They were particularly impressed with the successful ‘basics’ literacy programme – a daily 45-minute reading and writing session.

Brandon Stenlake, 10, who has dysgraphia which affects his ability to write, has seen radical improvement in both his spelling and reading.

Brandon said: ‘Reading is so much easier now and because I’m prepared for new words and spellings I don’t lose patience.

‘In the past when I couldn’t understand words I’d throw the book or kick a door out of frustration.’

Kevin Wooldridge, 11, who has shot up to a reading age of 13 years in just 12 months, said: ‘Learning new words is so helpful, and helps me read more fluently at school and at home.

‘Reading is very important – I need it to get a good job, I don’t want to be stacking shelves when I’m older.’

June Merrigan, the school’s literacy leader, said the aim is that every student leaves with an English accreditation.

She added: ‘We want them all to read for pleasure, but the bottom line is they need it as a functional skill – I would hate to think anyone could die in a fire because they couldn’t read the signs.’

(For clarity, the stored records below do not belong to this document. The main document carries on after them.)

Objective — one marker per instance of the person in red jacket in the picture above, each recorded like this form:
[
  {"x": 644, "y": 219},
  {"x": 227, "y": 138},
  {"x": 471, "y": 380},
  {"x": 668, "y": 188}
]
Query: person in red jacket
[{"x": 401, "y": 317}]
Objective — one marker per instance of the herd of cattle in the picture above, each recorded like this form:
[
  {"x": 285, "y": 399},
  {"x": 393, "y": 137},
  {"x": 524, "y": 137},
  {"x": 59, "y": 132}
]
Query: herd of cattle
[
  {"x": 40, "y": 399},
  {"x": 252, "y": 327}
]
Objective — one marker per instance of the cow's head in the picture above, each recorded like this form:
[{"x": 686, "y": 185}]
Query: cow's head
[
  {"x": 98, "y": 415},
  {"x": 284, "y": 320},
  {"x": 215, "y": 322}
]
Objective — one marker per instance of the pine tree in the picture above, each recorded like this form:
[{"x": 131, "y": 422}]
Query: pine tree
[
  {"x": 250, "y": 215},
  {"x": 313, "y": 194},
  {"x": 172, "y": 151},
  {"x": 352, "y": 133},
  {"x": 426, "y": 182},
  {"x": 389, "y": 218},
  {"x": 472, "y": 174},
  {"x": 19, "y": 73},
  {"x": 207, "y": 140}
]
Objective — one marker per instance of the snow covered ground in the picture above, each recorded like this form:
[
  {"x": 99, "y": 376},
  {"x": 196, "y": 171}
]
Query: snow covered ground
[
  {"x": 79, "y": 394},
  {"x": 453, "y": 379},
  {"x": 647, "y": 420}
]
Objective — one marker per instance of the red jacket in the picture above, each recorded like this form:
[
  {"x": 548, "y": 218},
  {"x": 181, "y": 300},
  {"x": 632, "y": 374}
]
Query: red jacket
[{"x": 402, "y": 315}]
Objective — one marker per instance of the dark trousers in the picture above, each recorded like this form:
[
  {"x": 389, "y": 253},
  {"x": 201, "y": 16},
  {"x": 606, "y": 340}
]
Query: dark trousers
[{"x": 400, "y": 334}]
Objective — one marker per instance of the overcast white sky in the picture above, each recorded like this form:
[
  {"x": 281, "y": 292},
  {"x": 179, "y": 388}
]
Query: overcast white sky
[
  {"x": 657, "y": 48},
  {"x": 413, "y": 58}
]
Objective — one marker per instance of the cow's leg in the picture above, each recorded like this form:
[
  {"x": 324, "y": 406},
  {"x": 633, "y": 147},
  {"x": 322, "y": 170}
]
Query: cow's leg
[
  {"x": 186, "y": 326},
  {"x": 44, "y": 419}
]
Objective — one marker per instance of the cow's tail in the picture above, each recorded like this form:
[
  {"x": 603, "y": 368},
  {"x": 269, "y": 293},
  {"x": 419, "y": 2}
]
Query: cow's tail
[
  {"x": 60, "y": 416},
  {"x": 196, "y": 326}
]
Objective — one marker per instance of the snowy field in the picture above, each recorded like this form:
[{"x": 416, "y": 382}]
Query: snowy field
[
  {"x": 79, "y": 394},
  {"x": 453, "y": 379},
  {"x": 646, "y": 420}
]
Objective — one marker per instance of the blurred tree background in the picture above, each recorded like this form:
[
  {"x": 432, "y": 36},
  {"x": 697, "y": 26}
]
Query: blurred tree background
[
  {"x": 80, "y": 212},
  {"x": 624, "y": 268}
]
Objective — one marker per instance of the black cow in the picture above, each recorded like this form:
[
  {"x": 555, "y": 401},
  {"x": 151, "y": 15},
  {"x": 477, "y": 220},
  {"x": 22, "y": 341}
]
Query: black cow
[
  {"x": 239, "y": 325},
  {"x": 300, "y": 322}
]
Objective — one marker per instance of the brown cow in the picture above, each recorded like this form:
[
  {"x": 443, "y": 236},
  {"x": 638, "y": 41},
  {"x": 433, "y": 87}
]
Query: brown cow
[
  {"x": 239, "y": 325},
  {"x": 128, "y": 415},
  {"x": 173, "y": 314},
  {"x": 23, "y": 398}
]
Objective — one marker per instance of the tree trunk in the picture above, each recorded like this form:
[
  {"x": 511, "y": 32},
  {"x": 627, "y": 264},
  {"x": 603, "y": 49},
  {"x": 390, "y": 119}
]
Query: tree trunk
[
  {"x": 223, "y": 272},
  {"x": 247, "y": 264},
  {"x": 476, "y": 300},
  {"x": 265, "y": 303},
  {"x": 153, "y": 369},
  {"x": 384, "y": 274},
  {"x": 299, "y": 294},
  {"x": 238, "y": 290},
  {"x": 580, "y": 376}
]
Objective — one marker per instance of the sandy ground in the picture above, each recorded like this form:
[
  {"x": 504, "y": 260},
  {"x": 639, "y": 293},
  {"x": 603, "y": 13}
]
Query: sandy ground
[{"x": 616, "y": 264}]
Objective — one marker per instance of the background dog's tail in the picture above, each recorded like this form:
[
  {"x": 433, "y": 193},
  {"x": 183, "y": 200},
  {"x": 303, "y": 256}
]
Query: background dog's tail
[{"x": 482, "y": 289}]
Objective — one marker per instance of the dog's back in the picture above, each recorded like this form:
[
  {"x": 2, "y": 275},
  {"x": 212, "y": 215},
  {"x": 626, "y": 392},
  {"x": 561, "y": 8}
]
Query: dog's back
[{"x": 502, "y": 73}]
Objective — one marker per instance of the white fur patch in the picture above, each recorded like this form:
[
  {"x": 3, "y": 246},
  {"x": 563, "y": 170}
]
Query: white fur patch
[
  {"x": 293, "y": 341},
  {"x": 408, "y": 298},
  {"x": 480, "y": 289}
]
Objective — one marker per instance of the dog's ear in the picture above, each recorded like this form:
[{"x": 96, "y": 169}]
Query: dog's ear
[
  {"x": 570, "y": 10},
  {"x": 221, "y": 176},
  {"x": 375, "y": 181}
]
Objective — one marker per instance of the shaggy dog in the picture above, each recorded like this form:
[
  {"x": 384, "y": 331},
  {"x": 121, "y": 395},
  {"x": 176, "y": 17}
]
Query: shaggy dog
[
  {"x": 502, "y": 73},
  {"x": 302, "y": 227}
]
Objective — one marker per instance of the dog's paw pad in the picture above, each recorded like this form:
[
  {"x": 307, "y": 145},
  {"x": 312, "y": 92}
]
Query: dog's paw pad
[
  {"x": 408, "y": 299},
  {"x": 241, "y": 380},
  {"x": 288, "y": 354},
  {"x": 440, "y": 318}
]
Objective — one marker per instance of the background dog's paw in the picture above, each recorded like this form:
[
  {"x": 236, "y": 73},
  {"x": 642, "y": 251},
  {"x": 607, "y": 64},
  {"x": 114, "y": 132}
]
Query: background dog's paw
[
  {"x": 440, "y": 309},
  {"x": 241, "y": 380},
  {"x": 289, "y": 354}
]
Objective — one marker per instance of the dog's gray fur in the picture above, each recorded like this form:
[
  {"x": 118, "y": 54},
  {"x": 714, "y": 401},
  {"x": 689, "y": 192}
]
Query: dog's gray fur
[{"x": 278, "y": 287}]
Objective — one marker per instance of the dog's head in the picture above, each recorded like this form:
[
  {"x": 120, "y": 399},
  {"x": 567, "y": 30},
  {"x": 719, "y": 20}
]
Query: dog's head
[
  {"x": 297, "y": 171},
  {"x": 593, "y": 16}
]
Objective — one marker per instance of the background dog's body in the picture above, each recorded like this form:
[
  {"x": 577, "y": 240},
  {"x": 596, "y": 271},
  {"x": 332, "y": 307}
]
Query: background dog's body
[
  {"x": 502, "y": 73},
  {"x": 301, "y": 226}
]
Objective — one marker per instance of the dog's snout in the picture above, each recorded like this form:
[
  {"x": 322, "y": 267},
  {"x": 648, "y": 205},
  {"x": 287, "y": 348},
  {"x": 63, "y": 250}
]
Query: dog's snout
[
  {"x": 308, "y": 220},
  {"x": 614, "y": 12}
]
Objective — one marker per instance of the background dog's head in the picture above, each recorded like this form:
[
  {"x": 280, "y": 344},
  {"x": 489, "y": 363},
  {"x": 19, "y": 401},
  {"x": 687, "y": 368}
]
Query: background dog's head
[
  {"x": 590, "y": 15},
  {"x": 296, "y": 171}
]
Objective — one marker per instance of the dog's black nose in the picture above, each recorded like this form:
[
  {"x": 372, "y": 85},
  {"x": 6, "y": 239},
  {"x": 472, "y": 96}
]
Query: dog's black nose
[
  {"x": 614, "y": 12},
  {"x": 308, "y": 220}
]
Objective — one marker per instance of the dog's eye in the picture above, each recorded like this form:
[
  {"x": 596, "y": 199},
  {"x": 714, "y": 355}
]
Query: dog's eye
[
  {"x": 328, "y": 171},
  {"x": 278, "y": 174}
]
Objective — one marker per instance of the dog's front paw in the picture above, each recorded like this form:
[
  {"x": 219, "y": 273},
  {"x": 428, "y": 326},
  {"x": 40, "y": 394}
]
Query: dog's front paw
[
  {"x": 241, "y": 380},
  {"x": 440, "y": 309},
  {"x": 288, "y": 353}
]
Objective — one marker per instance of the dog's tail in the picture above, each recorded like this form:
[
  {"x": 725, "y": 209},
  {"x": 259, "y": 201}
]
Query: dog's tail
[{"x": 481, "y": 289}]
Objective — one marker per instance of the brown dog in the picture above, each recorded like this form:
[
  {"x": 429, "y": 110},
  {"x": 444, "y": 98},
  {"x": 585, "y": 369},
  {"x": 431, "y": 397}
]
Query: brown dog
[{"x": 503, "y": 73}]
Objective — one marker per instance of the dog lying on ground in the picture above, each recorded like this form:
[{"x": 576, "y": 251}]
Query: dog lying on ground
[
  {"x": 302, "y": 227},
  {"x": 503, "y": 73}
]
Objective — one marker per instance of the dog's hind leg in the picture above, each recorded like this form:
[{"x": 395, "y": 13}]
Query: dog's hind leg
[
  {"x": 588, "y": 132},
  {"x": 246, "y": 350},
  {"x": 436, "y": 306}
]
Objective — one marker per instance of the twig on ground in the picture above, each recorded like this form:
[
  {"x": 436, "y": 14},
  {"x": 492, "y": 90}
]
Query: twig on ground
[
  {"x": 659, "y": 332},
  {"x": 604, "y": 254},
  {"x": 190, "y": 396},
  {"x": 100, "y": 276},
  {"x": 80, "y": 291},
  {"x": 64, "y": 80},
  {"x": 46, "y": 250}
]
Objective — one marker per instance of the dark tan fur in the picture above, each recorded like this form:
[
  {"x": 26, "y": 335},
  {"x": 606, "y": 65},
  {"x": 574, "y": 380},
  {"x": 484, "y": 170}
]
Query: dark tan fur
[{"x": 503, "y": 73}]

She believes mainstream schools are too quick to label children as badly behaved, when in fact they are simply struggling with the work.

‘We’ve seen children who have been excluded for bad behaviour coming in reading six years behind their age – it’s very easy to point the finger at bad behaviour,’ she said. ‘But every teacher here is a teacher of reading and I feel enormously proud of that.’

Sally Garrett, headteacher, who signed up to the News literacy campaign Read All About It, is thrilled with the Ofsted report.

She said: ‘Literacy is one of the big building blocks of our curriculum – good literacy improves confidence and helps youngsters access a lot of areas and unlock their talent.’